4.3. Data
The experimental dataset in this study consisted of 3000 crack pictures captured via the UAV, which were divided into training and test sets at a 9:1 ratio.
In the pre-processing stage, part of the training set was augmented to improve the generalization ability of the algorithm model. The image transformation method adopted in the dataset enhancement was still close to the tunnel crack image collected after image processing, including random brightness transformation, random horizontal flipping, and random vertical flipping. The transformation results after processing are shown in
Figure 7.
The image was scaled and standardized before being input into the network. The widths and heights of the scaled images were 512. The mean values of the standardized RGB three-channel were 123.675, 116.28, and 103.53, and the standard deviation was 58.395, 57.12, 57.375.
CenterNet determines the target’s location by predicting the target centre point, target centre point bias, and target size. Therefore, the corresponding labels of the image include the target centre-point Gaussian heat map, target centre-point bias, and target size, which are represented by a tensor of the same size as the network output.
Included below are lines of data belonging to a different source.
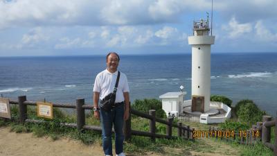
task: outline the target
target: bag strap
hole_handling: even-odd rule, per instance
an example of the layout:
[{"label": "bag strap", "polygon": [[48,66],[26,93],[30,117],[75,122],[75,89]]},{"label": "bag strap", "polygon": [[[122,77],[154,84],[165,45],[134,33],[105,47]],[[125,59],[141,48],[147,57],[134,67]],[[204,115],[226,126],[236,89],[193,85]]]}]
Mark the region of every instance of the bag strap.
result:
[{"label": "bag strap", "polygon": [[116,86],[114,87],[114,93],[116,93],[117,87],[118,86],[119,77],[120,77],[120,72],[119,72],[119,71],[118,71],[118,73],[117,74],[117,78],[116,78]]}]

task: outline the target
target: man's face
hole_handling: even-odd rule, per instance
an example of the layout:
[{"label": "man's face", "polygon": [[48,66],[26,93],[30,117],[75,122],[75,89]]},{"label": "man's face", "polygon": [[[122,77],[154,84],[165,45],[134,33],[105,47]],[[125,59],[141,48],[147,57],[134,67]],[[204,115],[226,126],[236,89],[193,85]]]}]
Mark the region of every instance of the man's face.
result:
[{"label": "man's face", "polygon": [[111,53],[107,59],[107,67],[111,70],[116,70],[118,66],[118,58],[114,53]]}]

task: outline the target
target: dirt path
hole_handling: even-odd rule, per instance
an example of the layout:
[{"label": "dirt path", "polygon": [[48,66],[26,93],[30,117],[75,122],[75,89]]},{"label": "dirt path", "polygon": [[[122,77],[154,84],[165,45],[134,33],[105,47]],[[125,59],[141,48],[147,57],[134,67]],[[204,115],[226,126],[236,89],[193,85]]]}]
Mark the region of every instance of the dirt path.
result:
[{"label": "dirt path", "polygon": [[9,128],[0,128],[0,155],[103,155],[99,145],[86,146],[69,139],[53,141],[38,138],[32,133],[10,132]]},{"label": "dirt path", "polygon": [[[184,149],[166,148],[169,153],[174,155],[235,155],[234,149],[214,141],[206,144],[216,146],[213,152],[191,151]],[[184,147],[185,148],[185,147]],[[127,153],[129,156],[136,156]],[[66,138],[53,141],[50,137],[37,137],[32,133],[15,133],[10,132],[10,128],[0,128],[0,155],[5,156],[87,156],[104,155],[102,146],[98,143],[87,146],[82,142]],[[147,153],[143,155],[159,156],[156,153]]]}]

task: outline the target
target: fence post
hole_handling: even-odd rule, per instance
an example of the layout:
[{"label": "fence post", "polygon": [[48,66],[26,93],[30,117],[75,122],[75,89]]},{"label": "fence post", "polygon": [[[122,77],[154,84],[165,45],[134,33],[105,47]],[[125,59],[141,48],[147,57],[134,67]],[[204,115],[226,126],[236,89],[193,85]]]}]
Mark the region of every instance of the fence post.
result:
[{"label": "fence post", "polygon": [[80,98],[76,100],[76,112],[77,112],[77,128],[80,130],[85,123],[84,109],[82,105],[84,104],[84,99]]},{"label": "fence post", "polygon": [[166,125],[166,135],[171,138],[172,137],[172,121],[174,117],[168,117],[166,120],[169,122],[169,125]]},{"label": "fence post", "polygon": [[130,141],[132,137],[131,129],[131,103],[129,103],[129,119],[124,121],[124,135],[125,141]]},{"label": "fence post", "polygon": [[262,142],[270,142],[270,128],[265,126],[265,122],[271,121],[272,117],[267,115],[262,116]]},{"label": "fence post", "polygon": [[[195,128],[193,128],[192,130],[193,130],[193,132],[195,131]],[[191,139],[193,140],[193,141],[195,141],[195,137],[193,137],[193,132],[192,132],[190,134],[190,136],[191,136]]]},{"label": "fence post", "polygon": [[254,144],[256,142],[256,132],[257,132],[257,125],[252,125],[252,131],[251,131],[251,144]]},{"label": "fence post", "polygon": [[259,131],[259,135],[260,137],[258,138],[256,138],[256,141],[261,141],[262,139],[262,122],[257,122],[257,131]]},{"label": "fence post", "polygon": [[150,110],[149,114],[153,118],[149,121],[149,130],[152,135],[151,139],[152,141],[155,141],[155,130],[156,130],[156,110]]},{"label": "fence post", "polygon": [[186,128],[186,139],[190,139],[190,126],[189,125],[186,125],[185,126]]},{"label": "fence post", "polygon": [[27,119],[27,105],[24,105],[24,101],[27,101],[26,96],[18,96],[18,104],[19,107],[19,121],[21,123],[24,123]]},{"label": "fence post", "polygon": [[247,138],[246,138],[246,144],[245,144],[249,145],[249,144],[249,144],[250,135],[249,136],[250,130],[247,130],[246,132],[247,132]]},{"label": "fence post", "polygon": [[277,113],[275,119],[275,144],[274,144],[274,155],[277,156]]},{"label": "fence post", "polygon": [[240,136],[240,144],[244,144],[244,137],[243,137],[243,135]]},{"label": "fence post", "polygon": [[181,121],[178,121],[177,122],[177,125],[179,126],[178,130],[177,130],[177,135],[178,135],[178,137],[181,137],[181,134],[182,134],[182,128],[181,128],[181,127],[182,127],[183,123]]}]

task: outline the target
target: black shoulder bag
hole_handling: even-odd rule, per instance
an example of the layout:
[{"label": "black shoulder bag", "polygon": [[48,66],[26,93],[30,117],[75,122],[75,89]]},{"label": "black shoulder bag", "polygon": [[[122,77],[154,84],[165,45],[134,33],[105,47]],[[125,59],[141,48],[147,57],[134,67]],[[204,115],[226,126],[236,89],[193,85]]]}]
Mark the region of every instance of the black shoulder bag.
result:
[{"label": "black shoulder bag", "polygon": [[108,112],[111,111],[111,106],[114,105],[114,102],[116,101],[116,94],[117,90],[117,87],[118,85],[119,77],[120,76],[120,72],[118,71],[118,73],[116,78],[116,86],[114,87],[114,91],[106,96],[100,102],[100,107],[103,110]]}]

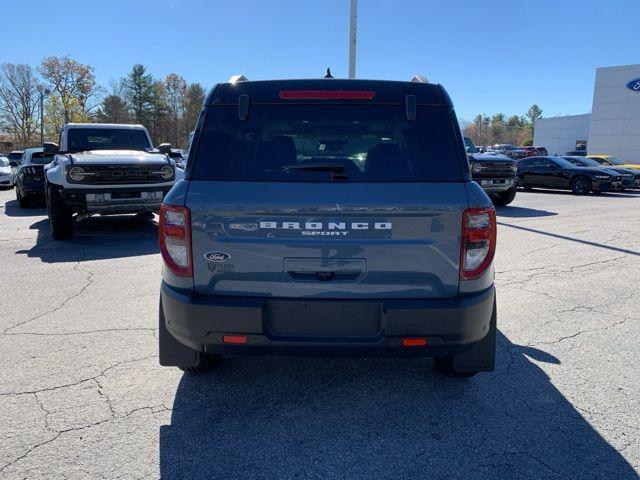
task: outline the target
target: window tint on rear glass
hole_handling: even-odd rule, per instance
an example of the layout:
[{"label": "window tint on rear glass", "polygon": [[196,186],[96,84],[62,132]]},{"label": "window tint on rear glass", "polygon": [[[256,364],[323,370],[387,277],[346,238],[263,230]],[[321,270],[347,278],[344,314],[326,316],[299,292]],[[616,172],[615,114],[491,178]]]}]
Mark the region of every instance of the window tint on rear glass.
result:
[{"label": "window tint on rear glass", "polygon": [[274,182],[461,181],[461,147],[447,108],[253,105],[212,107],[193,180]]}]

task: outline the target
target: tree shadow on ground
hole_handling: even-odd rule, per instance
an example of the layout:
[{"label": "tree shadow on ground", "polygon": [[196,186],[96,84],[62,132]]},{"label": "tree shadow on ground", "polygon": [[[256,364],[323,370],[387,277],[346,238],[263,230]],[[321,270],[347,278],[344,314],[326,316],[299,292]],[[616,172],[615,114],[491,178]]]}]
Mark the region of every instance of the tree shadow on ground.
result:
[{"label": "tree shadow on ground", "polygon": [[38,230],[36,244],[16,253],[46,263],[137,257],[160,251],[157,223],[135,215],[81,220],[76,222],[74,236],[68,240],[53,239],[48,219],[34,223],[31,228]]},{"label": "tree shadow on ground", "polygon": [[[183,375],[162,478],[637,478],[528,357],[457,380],[428,359],[247,357]],[[561,367],[556,367],[561,368]]]},{"label": "tree shadow on ground", "polygon": [[509,218],[532,218],[532,217],[552,217],[557,215],[556,212],[549,212],[547,210],[537,210],[535,208],[527,207],[496,207],[496,215],[499,217]]},{"label": "tree shadow on ground", "polygon": [[20,208],[17,200],[9,200],[4,204],[4,213],[8,217],[41,217],[47,214],[47,207],[37,199],[31,199],[27,208]]}]

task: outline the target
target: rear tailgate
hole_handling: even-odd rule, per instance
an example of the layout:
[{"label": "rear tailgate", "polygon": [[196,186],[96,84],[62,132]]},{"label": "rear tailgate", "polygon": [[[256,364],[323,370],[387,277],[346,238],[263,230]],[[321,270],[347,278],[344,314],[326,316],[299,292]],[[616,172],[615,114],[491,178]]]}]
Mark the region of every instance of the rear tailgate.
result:
[{"label": "rear tailgate", "polygon": [[458,293],[462,182],[192,181],[186,203],[199,294]]}]

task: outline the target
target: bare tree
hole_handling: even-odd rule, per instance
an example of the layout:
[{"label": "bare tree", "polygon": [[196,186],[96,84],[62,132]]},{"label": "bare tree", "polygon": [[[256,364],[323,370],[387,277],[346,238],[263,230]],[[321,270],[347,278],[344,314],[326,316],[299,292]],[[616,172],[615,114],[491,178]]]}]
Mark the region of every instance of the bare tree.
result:
[{"label": "bare tree", "polygon": [[[38,72],[60,97],[65,123],[73,116],[89,117],[98,106],[100,87],[96,85],[93,67],[66,57],[45,58]],[[79,110],[79,111],[78,111]]]},{"label": "bare tree", "polygon": [[33,141],[39,127],[37,85],[29,65],[0,65],[0,122],[20,147]]},{"label": "bare tree", "polygon": [[184,98],[187,92],[187,82],[180,75],[170,73],[164,81],[164,92],[169,110],[171,143],[178,146],[179,123],[183,117]]},{"label": "bare tree", "polygon": [[184,141],[189,137],[189,133],[196,128],[196,122],[198,121],[200,110],[202,110],[204,97],[204,88],[202,88],[202,85],[199,83],[192,83],[187,87],[187,91],[184,96],[184,116],[182,119],[182,136]]}]

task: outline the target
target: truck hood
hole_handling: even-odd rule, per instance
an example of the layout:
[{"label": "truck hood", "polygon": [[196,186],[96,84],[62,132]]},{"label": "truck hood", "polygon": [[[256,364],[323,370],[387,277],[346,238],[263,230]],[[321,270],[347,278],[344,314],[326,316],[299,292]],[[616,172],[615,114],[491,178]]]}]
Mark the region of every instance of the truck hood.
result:
[{"label": "truck hood", "polygon": [[167,156],[161,153],[149,153],[141,150],[88,150],[71,154],[73,163],[78,164],[144,164],[169,163]]}]

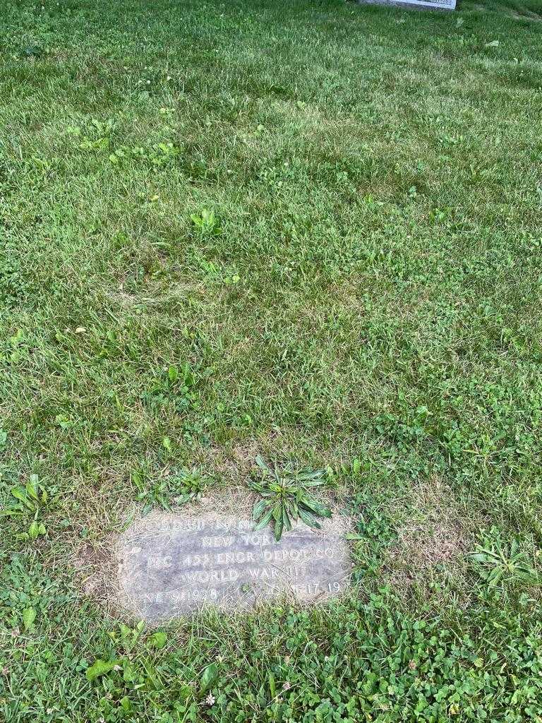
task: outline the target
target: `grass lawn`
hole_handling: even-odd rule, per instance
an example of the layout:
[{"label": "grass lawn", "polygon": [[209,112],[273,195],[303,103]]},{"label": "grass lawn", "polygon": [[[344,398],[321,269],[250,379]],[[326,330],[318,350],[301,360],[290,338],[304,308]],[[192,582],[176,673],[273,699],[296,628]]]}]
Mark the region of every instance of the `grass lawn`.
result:
[{"label": "grass lawn", "polygon": [[[542,720],[541,20],[0,0],[0,719]],[[257,455],[351,594],[138,627],[115,536]]]}]

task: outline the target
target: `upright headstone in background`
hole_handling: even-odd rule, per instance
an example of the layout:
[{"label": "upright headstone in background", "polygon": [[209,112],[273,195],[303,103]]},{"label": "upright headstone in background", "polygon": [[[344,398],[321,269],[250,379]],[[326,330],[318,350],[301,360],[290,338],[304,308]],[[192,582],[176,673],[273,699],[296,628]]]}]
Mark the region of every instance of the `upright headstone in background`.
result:
[{"label": "upright headstone in background", "polygon": [[228,611],[285,595],[316,602],[348,587],[351,561],[340,518],[300,526],[275,542],[233,516],[161,515],[135,523],[118,546],[121,602],[168,620],[214,605]]},{"label": "upright headstone in background", "polygon": [[364,5],[393,5],[418,10],[455,10],[456,0],[358,0]]}]

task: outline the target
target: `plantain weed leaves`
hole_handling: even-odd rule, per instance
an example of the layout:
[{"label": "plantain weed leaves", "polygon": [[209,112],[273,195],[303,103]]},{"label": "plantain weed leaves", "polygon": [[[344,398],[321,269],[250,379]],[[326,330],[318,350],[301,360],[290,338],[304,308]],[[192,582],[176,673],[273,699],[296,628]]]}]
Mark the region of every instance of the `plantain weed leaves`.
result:
[{"label": "plantain weed leaves", "polygon": [[319,517],[331,517],[331,510],[315,500],[310,492],[328,484],[325,470],[296,471],[291,465],[270,467],[259,456],[256,458],[256,479],[249,483],[250,489],[261,497],[252,510],[254,530],[272,525],[275,539],[278,541],[298,520],[309,527],[319,528]]}]

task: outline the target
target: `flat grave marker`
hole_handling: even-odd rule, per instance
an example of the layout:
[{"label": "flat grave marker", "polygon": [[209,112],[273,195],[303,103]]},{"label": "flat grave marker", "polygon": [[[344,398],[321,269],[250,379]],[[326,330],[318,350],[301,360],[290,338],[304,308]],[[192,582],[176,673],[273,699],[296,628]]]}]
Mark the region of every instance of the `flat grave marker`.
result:
[{"label": "flat grave marker", "polygon": [[393,5],[405,9],[455,10],[456,0],[358,0],[362,5]]},{"label": "flat grave marker", "polygon": [[117,555],[121,603],[151,622],[280,595],[316,602],[348,587],[352,564],[338,518],[276,542],[269,528],[233,515],[150,516],[121,536]]}]

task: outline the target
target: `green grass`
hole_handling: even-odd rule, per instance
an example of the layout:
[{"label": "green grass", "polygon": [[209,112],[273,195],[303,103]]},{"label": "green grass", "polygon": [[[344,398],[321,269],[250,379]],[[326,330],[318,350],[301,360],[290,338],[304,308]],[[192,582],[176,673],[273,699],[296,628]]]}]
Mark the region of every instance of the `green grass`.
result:
[{"label": "green grass", "polygon": [[[0,719],[541,720],[541,16],[0,0],[0,507],[48,492]],[[84,594],[258,454],[334,476],[348,599],[157,638]]]}]

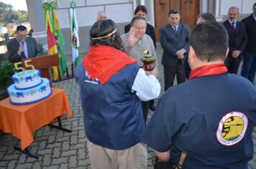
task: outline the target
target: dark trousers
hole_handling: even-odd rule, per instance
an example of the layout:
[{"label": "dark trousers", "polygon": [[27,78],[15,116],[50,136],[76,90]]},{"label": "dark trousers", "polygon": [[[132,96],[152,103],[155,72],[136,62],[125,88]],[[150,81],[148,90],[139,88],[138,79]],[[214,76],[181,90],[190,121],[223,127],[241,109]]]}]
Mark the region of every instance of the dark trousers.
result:
[{"label": "dark trousers", "polygon": [[144,121],[145,123],[147,124],[148,110],[150,110],[150,101],[142,102],[142,105]]},{"label": "dark trousers", "polygon": [[237,58],[234,58],[232,56],[227,56],[225,59],[225,64],[229,69],[229,73],[237,74],[238,68],[242,60],[242,55]]},{"label": "dark trousers", "polygon": [[165,77],[165,91],[173,85],[175,74],[177,74],[178,84],[186,82],[186,75],[184,64],[179,61],[175,66],[163,66],[163,72]]},{"label": "dark trousers", "polygon": [[256,54],[244,53],[241,75],[253,83],[256,71]]}]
4.4. Training Process and Experimental Results
To ensure the real and effective results of the comparative experiments, the training parameters used in all the experiments involved in this study were completely consistent. The initial learning rate of the training was 0.0001. The cosine annealing learning rate adjustment method was adopted, and the minimum learning rate was 0.00001. The batch size was set to eight during the training process. A total of 300 epochs were trained using the SGD optimization algorithm.
The training experiments were conducted in five groups: original CenterNet with the backbone network of ResNet18, CenterNet with the channel space attention mechanism, CenterNet with the feature selection module, CenterNet with target size loss improvement, and CenterNet with the above three improvements.
Table 2 compares the performance of CenterNet with the addition of CBAM and feature-selection modules, including FLOPS, FPS, and video memory.
In the data training process, owing to the different difficulties involved in data feature extraction, there are overlaps and omissions in some data, as shown in
Figure 8. Given this situation, the optimized model used in this study adopts the method of strengthening the feature extraction. This situation changed significantly after adding the feature extraction module, and the data processing accuracy was effectively improved.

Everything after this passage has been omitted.